‘Life-skill courses will continue to thrive on online platforms even after normalcy is restored’.
New Delhi: Access to the internet has opened corridors for the surge of the “e-learning era”, and this trend has shown a spike during these pandemic times, with more eyeballs surfing the internet, either for hunting jobs or to locate skill development courses.
Prashant Aggarwal, who is the head of business at Edmingle, a unified platform that enables educators and institutions to handle their online as well as offline operations by creating, marketing and selling their online courses, told The Sunday Guardian that once education is diversified from the mainstream, plenty of new opportunities can be generated. “Among different segments in the market of the education sector, skill development and STEM education have turned out to yield the maximum scope for us, as other segments like K-12 education and competitive examinations are dominated by one or two giant key players.” He added, “Keeping in mind the current scenario, we are planning to launch a highly cost-effective mobile-first approach on this Teachers’ day by eliminating all unnecessary costs.”
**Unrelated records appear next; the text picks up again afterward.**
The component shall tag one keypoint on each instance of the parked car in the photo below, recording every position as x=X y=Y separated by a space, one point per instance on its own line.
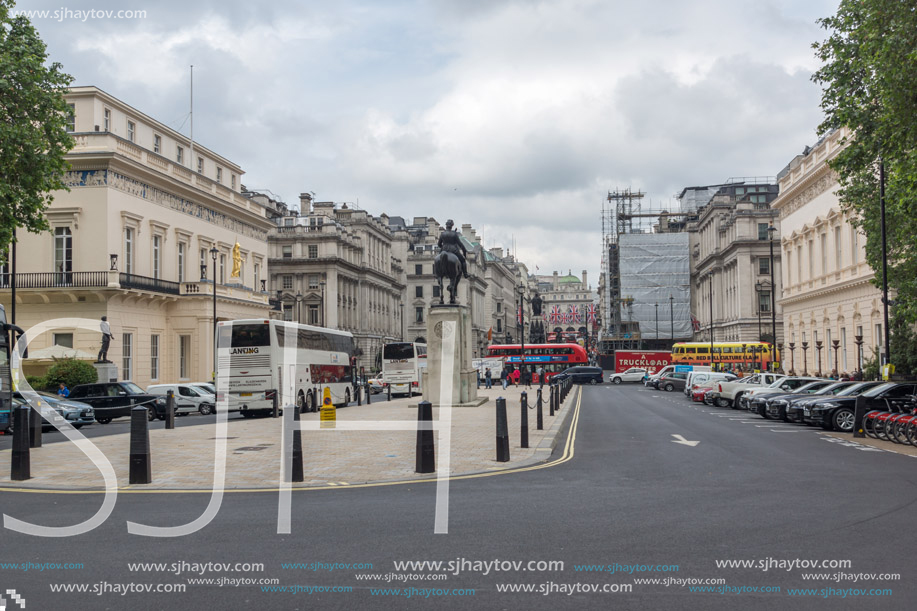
x=795 y=410
x=581 y=374
x=838 y=412
x=188 y=398
x=671 y=381
x=634 y=374
x=758 y=403
x=75 y=412
x=116 y=399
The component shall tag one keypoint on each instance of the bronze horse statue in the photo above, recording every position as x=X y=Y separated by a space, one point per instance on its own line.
x=447 y=265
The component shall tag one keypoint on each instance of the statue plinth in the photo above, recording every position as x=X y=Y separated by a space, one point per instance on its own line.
x=450 y=325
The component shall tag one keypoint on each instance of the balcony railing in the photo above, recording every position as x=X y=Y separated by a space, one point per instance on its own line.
x=143 y=283
x=47 y=280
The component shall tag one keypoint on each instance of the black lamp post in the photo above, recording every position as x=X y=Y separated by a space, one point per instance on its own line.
x=672 y=314
x=322 y=285
x=770 y=232
x=213 y=256
x=858 y=340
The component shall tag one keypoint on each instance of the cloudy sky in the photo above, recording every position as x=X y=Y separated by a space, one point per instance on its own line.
x=517 y=116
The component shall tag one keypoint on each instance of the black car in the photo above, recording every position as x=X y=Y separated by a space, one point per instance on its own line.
x=581 y=375
x=116 y=399
x=838 y=412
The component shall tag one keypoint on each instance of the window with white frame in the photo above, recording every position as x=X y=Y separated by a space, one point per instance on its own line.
x=127 y=356
x=157 y=256
x=154 y=357
x=129 y=250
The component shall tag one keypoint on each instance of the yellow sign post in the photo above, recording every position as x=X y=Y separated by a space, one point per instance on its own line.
x=329 y=413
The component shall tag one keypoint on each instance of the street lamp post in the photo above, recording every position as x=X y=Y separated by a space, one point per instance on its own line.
x=322 y=285
x=213 y=256
x=770 y=232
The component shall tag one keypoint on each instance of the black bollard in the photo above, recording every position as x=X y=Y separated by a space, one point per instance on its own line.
x=859 y=412
x=140 y=461
x=424 y=457
x=35 y=428
x=539 y=416
x=296 y=475
x=20 y=465
x=170 y=409
x=502 y=432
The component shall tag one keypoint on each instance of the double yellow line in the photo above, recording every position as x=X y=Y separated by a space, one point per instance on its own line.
x=567 y=455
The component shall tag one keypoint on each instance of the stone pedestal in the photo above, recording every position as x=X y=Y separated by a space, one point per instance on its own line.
x=108 y=372
x=464 y=377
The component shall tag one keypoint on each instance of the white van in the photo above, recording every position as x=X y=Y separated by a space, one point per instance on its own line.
x=188 y=398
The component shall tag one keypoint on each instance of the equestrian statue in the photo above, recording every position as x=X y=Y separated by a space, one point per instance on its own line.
x=450 y=262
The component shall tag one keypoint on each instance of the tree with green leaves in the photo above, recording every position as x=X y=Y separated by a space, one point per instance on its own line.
x=33 y=126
For Archana P. Gehlot, who is the founder of Asmakam, a forum for self-led open learning space, the lockdown has pushed parents and children to introspect on building real-life skills for sustainable living beyond the four walls of formal schooling. Speaking to The Sunday Guardian, Archana said: “For the last 4-5 months, we are flooded with calls and there are back-to-back sessions. So, by mid-September, we are introducing a beta version of ‘self-learning cafe’ which would be an ecosystem of the list of learning resources and life-skill programmes by facilitators for those who want to come out of formal schooling. Initially, we had planned this cafe to have physical spaces in cities, but since we are amidst a pandemic, we are planning to launch it this way. Indeed, this will provide a framework for its physical launch after normalcy is restored.”
The shift to live classes from recorded ones is among the first few visible changes on educational platforms during the Covid pandemic. For solo entrepreneurs, the concern has moved beyond extending their monetary objectives to building an online community. Also, initially, there had been a lot of resistance from physical spaces of learning, but now people have started to experiment with online products.
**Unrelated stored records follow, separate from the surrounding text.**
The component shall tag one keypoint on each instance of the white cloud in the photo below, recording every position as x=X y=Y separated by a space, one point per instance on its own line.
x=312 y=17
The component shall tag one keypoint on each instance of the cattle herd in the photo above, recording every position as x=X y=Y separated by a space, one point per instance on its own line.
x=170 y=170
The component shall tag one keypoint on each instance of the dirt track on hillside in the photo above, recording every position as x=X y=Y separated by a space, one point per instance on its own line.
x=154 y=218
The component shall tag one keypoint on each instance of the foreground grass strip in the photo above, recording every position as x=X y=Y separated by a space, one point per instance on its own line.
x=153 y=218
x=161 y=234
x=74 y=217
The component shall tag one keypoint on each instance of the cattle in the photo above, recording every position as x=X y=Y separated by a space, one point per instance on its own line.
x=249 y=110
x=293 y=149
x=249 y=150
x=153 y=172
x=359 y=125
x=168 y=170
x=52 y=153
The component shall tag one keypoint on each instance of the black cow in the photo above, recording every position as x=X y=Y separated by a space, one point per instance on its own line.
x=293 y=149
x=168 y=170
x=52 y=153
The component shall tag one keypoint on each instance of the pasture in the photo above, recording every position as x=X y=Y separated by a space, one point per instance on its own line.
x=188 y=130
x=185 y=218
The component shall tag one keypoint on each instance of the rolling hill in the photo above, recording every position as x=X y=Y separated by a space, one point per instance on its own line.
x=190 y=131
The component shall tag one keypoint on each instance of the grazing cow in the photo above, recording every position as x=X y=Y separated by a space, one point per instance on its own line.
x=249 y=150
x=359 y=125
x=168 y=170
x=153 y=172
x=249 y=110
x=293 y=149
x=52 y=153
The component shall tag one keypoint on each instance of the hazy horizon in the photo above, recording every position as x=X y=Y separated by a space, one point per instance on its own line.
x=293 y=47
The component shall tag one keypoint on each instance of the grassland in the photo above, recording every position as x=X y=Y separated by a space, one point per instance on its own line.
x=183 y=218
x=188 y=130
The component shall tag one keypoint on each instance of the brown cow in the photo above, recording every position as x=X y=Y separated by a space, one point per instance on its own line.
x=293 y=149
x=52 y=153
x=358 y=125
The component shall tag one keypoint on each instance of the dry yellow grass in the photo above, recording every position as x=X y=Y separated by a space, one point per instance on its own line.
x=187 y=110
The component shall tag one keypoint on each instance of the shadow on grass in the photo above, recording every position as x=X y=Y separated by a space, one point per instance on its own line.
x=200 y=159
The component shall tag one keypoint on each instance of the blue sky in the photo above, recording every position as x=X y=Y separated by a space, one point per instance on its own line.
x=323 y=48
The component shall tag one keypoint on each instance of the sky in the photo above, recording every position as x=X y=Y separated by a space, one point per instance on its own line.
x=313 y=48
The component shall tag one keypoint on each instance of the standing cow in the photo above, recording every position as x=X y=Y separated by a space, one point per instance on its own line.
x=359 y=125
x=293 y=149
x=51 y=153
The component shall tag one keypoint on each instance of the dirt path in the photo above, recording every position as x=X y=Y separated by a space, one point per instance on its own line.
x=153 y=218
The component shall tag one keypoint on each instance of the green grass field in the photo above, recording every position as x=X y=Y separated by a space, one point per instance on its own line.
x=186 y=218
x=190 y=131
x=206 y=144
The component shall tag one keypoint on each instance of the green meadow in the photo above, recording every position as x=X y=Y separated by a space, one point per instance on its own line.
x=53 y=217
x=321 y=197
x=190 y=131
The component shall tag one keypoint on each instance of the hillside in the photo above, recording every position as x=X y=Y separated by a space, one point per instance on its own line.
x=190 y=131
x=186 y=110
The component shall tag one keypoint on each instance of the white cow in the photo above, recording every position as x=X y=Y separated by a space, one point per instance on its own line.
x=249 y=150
Speaking about educational start-ups in the post-pandemic world, Prashant Aggarwal told this correspondent, “I believe offline education is going to stay, but in a very new avatar of blended or hybrid learning. It would be a coherent mixture of both where each medium could be utilised according to our needs. The life-skill courses shall continue to thrive on online platforms even after normalcy is restored.”
Sunny Takrani, CMO of Younity, a platform that has built a community to provide them with mentorship, internship, coaching etc., told The Sunday Guardian that though they have a robust online community, being a start-up that has started a few weeks before the nationwide lockdown was announced, they really hope for physical meetings with their community members.